Dazu trägt auch die nicht mehr zeitgemäße Verwaltungsstruktur ihren Teil bei. Den teils winzigen und mancherorts ehrenamtlich verwalteten Kommunen fehlt es oft an finanzieller Kraft und an professionellen Managementkapazitäten, um sich dem Niedergang entgegenzustemmen. Dabei verfügt der Talraum auf seiner gesamten Länge doch über einmalige Ressourcen: grüne Infrastrukturen vor der Kulisse einer großartigen Landschaft!

Gesellschaftlicher Wandel als Chance

Die Uferpromenade in St. Goar. (Foto: Piel media)
Die Uferpromenade in St. Goar. (Foto: Piel media)

Könnten diese – nicht nur im Rahmen einer BUGA inszenierten – Ressourcen Grundstein für eine Erfolgsgeschichte sein, für eine positive Entwicklung, die den gesamten Raum erfasst? Vielleicht im Verbund mit dem gesellschaftlichen Wandel, der mit der Digitalisierung einhergeht. Denn sie entkoppelt die Arbeit von räumlichen Zwängen. Statt der Arbeit hinterherzuziehen, nimmt man sie mit an lebenswerte Orte. Und lebenswert sollte der Sehnsuchtsort der Romantik doch allemal zu gestalten sein.

(Foto: Piel media)

Damit das Obere Mittelrheintal prosperiert, gibt es noch einiges zu tun. Der flächendeckende Breitbandausbau, WLAN und Hochleistungs-LTE sind eine Voraussetzung, die Revitalisierung der Ortskerne im Verbund mit einem Immobilienmanagement und die Aufwertung des Rheinvorlandes eine weitere. Eine bessere, auch verkehrliche Vernetzung innerhalb des Oberen Mittelrheintals und eine interkommunale Zusammenarbeit und Profilierung der Orte zählen ebenfalls zum Lastenheft der zukünftigen Orts- und Regionalentwicklung.

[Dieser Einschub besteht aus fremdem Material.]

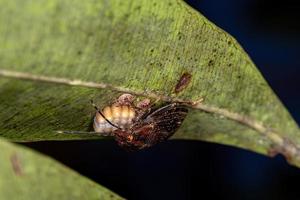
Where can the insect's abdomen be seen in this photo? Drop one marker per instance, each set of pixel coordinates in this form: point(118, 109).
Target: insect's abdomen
point(121, 116)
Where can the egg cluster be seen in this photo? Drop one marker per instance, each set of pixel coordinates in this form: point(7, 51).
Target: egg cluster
point(121, 116)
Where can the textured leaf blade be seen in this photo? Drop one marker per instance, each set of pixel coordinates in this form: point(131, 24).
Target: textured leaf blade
point(138, 46)
point(25, 174)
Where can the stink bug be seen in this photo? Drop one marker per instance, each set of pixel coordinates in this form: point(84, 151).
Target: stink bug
point(137, 127)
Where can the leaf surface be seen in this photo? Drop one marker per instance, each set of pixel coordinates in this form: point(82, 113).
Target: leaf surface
point(25, 174)
point(141, 47)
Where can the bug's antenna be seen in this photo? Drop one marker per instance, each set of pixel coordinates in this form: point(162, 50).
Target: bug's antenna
point(99, 111)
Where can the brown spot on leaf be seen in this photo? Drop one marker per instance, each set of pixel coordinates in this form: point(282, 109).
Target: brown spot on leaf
point(16, 164)
point(183, 82)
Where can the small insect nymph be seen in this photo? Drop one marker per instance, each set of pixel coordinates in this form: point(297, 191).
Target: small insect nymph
point(138, 126)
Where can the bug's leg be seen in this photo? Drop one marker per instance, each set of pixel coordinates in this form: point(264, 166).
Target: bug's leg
point(191, 103)
point(85, 132)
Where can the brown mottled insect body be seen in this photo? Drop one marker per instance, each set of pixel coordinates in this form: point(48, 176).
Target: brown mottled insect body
point(137, 126)
point(153, 127)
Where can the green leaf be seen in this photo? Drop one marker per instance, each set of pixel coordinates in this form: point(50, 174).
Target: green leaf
point(141, 47)
point(25, 174)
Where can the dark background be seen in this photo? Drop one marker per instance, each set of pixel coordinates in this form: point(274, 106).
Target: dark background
point(269, 32)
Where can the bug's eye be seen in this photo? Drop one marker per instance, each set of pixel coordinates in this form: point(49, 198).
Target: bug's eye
point(129, 138)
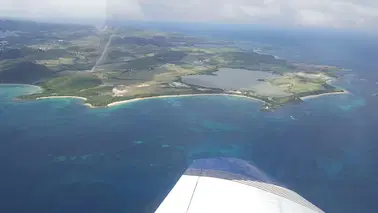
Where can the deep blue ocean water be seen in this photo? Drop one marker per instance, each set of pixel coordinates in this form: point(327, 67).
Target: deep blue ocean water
point(59, 156)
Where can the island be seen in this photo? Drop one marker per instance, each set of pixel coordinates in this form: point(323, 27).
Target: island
point(111, 65)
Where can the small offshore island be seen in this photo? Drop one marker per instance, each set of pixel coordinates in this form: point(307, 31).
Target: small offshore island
point(108, 66)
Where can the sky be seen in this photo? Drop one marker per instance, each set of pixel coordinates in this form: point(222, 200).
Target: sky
point(361, 14)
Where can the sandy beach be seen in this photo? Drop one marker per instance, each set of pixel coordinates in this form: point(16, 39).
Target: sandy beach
point(63, 96)
point(324, 94)
point(172, 96)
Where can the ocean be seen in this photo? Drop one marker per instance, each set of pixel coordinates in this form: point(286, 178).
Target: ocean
point(58, 156)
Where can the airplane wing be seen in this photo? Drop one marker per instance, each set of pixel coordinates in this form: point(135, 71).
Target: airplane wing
point(231, 185)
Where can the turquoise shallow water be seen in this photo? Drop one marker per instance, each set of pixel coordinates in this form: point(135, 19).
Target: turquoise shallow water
point(57, 155)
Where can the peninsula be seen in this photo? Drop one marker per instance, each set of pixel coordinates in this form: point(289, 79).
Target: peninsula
point(116, 65)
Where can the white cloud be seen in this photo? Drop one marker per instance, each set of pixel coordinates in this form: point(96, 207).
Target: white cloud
point(334, 13)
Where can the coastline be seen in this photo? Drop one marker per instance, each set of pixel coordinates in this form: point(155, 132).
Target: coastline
point(324, 94)
point(183, 95)
point(62, 96)
point(117, 103)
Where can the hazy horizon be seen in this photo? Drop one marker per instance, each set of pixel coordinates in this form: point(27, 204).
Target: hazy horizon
point(339, 14)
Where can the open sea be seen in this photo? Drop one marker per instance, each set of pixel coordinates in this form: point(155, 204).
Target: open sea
point(59, 156)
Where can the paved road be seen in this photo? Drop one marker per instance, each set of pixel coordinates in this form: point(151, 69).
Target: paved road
point(101, 58)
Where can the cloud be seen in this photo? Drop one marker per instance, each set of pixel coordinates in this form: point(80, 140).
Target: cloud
point(323, 13)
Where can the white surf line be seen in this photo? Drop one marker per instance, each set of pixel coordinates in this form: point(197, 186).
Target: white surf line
point(104, 51)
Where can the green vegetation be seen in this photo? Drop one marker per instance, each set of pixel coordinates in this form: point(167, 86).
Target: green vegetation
point(110, 65)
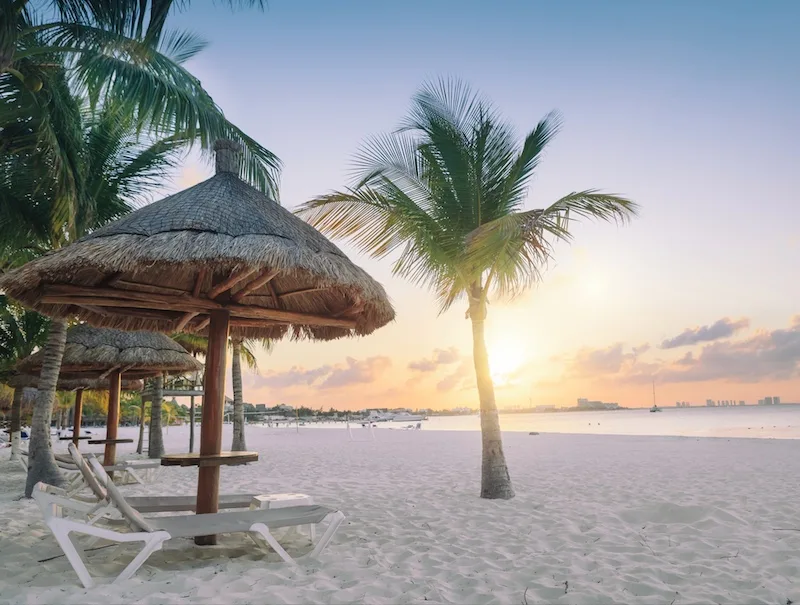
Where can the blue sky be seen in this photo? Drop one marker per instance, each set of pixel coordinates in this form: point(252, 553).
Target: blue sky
point(690, 108)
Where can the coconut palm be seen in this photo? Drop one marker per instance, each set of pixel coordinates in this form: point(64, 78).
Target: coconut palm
point(110, 55)
point(21, 333)
point(447, 191)
point(241, 349)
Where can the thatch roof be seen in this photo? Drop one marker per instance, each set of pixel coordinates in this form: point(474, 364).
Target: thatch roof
point(30, 381)
point(95, 352)
point(219, 244)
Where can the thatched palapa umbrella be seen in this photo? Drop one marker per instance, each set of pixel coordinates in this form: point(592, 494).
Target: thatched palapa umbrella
point(79, 385)
point(218, 258)
point(103, 355)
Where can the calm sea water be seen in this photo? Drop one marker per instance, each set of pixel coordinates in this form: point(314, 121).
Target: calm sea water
point(778, 422)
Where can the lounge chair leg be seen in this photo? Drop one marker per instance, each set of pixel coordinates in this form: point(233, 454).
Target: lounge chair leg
point(150, 546)
point(263, 531)
point(74, 558)
point(336, 520)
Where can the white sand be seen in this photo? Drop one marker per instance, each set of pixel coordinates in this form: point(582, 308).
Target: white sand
point(597, 519)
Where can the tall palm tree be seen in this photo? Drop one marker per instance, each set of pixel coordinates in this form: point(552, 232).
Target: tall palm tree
point(447, 191)
point(21, 333)
point(241, 349)
point(109, 54)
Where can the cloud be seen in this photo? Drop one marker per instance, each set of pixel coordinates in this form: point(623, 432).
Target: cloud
point(461, 378)
point(611, 360)
point(294, 377)
point(328, 376)
point(440, 357)
point(768, 355)
point(723, 328)
point(356, 372)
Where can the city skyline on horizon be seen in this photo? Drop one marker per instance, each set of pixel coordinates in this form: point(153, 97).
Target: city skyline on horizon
point(661, 298)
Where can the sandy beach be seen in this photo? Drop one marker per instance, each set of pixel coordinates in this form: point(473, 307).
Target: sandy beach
point(597, 519)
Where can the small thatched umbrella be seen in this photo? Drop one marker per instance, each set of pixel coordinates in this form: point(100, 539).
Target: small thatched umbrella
point(79, 385)
point(218, 258)
point(94, 354)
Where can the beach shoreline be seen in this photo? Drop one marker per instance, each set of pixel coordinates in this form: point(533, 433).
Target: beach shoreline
point(597, 519)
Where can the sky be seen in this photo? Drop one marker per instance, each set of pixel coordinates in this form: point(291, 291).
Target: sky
point(689, 108)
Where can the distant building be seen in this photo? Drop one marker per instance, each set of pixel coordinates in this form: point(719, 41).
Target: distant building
point(585, 404)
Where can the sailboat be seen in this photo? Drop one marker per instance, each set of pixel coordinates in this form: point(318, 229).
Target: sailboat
point(655, 407)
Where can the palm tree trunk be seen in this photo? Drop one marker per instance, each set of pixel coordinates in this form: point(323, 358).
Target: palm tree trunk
point(41, 463)
point(16, 422)
point(495, 480)
point(142, 411)
point(239, 444)
point(156, 445)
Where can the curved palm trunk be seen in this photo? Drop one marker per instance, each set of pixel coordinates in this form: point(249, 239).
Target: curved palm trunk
point(495, 480)
point(16, 422)
point(155, 448)
point(239, 444)
point(41, 463)
point(142, 411)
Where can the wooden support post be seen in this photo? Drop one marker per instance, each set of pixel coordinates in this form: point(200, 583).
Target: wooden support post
point(112, 420)
point(76, 417)
point(213, 406)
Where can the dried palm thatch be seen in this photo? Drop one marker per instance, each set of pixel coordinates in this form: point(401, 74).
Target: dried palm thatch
point(93, 353)
point(218, 245)
point(29, 381)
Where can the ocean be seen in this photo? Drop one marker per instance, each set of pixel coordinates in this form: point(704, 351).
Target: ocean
point(762, 422)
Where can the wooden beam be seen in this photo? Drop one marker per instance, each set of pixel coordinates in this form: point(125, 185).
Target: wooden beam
point(112, 421)
point(299, 292)
point(255, 323)
point(264, 278)
point(211, 425)
point(179, 327)
point(289, 316)
point(185, 299)
point(107, 297)
point(183, 305)
point(76, 417)
point(95, 309)
point(198, 284)
point(151, 288)
point(105, 374)
point(229, 283)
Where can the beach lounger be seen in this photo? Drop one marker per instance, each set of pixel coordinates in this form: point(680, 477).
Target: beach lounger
point(143, 504)
point(152, 532)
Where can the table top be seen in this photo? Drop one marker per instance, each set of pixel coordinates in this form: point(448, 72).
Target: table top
point(221, 459)
point(101, 441)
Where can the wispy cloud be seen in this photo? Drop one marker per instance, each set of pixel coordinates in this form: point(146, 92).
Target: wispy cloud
point(440, 357)
point(352, 371)
point(723, 328)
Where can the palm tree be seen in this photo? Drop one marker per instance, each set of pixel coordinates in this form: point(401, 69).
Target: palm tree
point(110, 55)
point(155, 445)
point(21, 333)
point(240, 349)
point(447, 191)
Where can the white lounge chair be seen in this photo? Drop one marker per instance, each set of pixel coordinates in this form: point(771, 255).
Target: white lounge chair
point(102, 505)
point(152, 532)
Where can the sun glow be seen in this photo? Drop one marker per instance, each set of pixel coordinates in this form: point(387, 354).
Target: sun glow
point(505, 359)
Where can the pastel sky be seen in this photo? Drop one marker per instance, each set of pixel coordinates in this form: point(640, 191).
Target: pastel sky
point(690, 108)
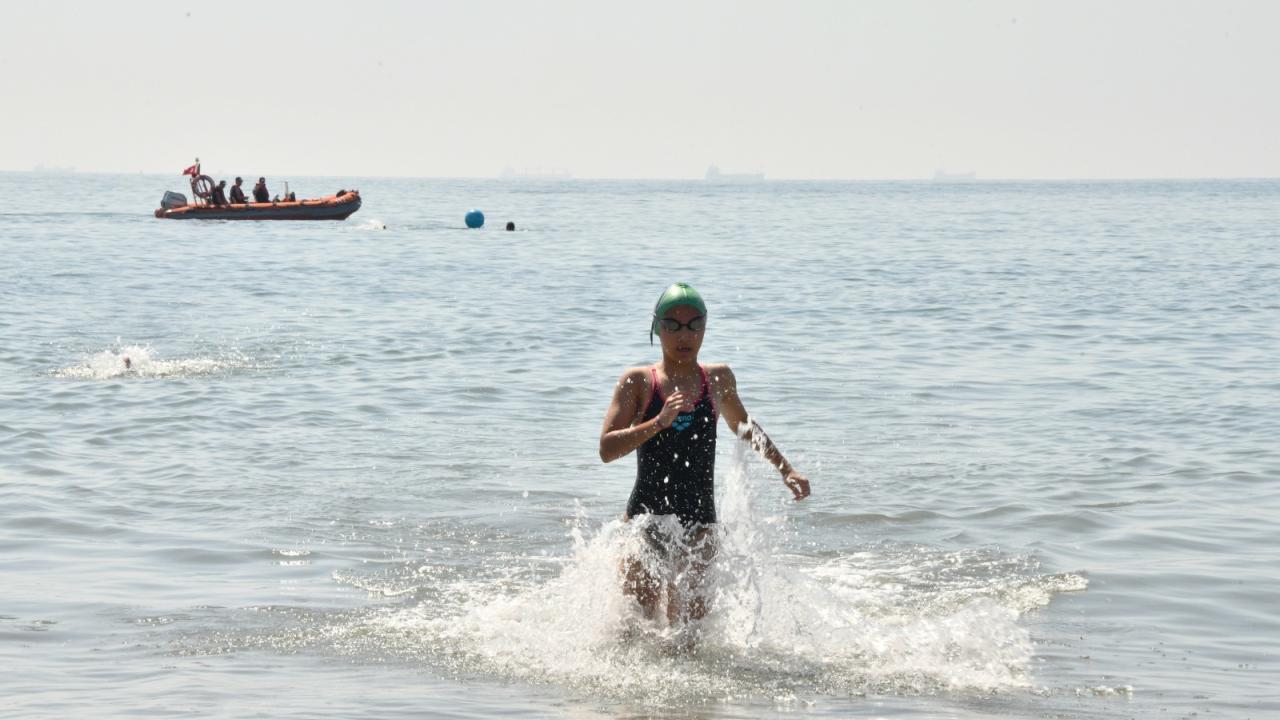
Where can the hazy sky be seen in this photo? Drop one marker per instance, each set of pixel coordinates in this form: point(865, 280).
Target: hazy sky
point(600, 89)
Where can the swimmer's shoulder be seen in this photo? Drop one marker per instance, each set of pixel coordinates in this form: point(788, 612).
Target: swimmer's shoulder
point(635, 381)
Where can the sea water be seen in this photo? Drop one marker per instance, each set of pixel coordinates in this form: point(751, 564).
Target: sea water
point(350, 469)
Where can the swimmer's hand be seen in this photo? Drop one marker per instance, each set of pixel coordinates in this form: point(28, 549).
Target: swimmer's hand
point(670, 409)
point(796, 483)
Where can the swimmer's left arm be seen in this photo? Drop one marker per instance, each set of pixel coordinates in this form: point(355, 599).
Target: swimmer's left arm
point(725, 386)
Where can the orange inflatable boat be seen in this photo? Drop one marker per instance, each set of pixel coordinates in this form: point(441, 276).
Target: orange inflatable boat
point(333, 208)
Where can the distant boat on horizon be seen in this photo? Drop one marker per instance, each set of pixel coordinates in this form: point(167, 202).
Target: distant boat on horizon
point(713, 174)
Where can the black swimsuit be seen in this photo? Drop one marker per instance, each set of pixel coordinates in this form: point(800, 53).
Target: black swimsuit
point(676, 468)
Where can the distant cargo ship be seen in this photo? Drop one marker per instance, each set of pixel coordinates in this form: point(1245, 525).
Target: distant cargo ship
point(713, 174)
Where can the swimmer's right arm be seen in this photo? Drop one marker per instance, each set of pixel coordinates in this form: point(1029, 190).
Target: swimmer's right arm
point(621, 433)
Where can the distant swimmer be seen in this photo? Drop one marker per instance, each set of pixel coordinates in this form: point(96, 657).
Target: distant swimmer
point(668, 414)
point(238, 192)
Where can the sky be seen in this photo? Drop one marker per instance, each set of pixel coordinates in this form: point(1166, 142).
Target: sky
point(859, 90)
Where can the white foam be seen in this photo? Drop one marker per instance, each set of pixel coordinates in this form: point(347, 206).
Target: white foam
point(140, 361)
point(883, 620)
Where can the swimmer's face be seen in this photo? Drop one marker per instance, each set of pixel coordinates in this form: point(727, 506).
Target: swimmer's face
point(681, 331)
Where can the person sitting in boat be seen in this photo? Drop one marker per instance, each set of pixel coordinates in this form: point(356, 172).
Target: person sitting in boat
point(238, 194)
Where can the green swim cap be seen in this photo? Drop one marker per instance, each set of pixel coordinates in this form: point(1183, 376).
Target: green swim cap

Nicht besetzte Pensions-Rezeptionen sind hier keine Seltenheit. (Foto: Piel media)
Nicht besetzte Pensions-Rezeptionen sind hier keine Seltenheit. (Foto: Piel media)

Da das digitale Arbeiten diese Entwicklung nicht alleine tragen kann und der Tourismus ein wirtschaftliches Standbein der Welterbe-Region bleiben soll, muss auch die Aufwertung der touristischen Infrastrukturen angepackt werden, müssen diese zeitgemäßer und einladender werden. Das gilt für Schiffsanleger und Rheinpromenaden ebenso wie für Bahnhöfe, Radwege und touristische Attraktionen – allen voran die Burgen. Das im Jahr 2017 laufende Projekt zu einer »Rahmenkonzeption historischer Burggärten« von Innenministerium, Generaldirektion Kulturelles Erbe und Entwicklungsagentur Rheinland-Pfalz schafft dafür ein neues Fundament.

Damit den positiven Beispielen wie der neu gestalteten Promenade in St. Goar oder dem Loreleyplateau mit neuer Bühne, Kulturpark und einem Hotelneubau weitere folgen, ist in den kommenden Jahren das gemeinsame Wirken vieler Akteure notwendig – im Rahmen der BUGA 2029 und darüber hinaus.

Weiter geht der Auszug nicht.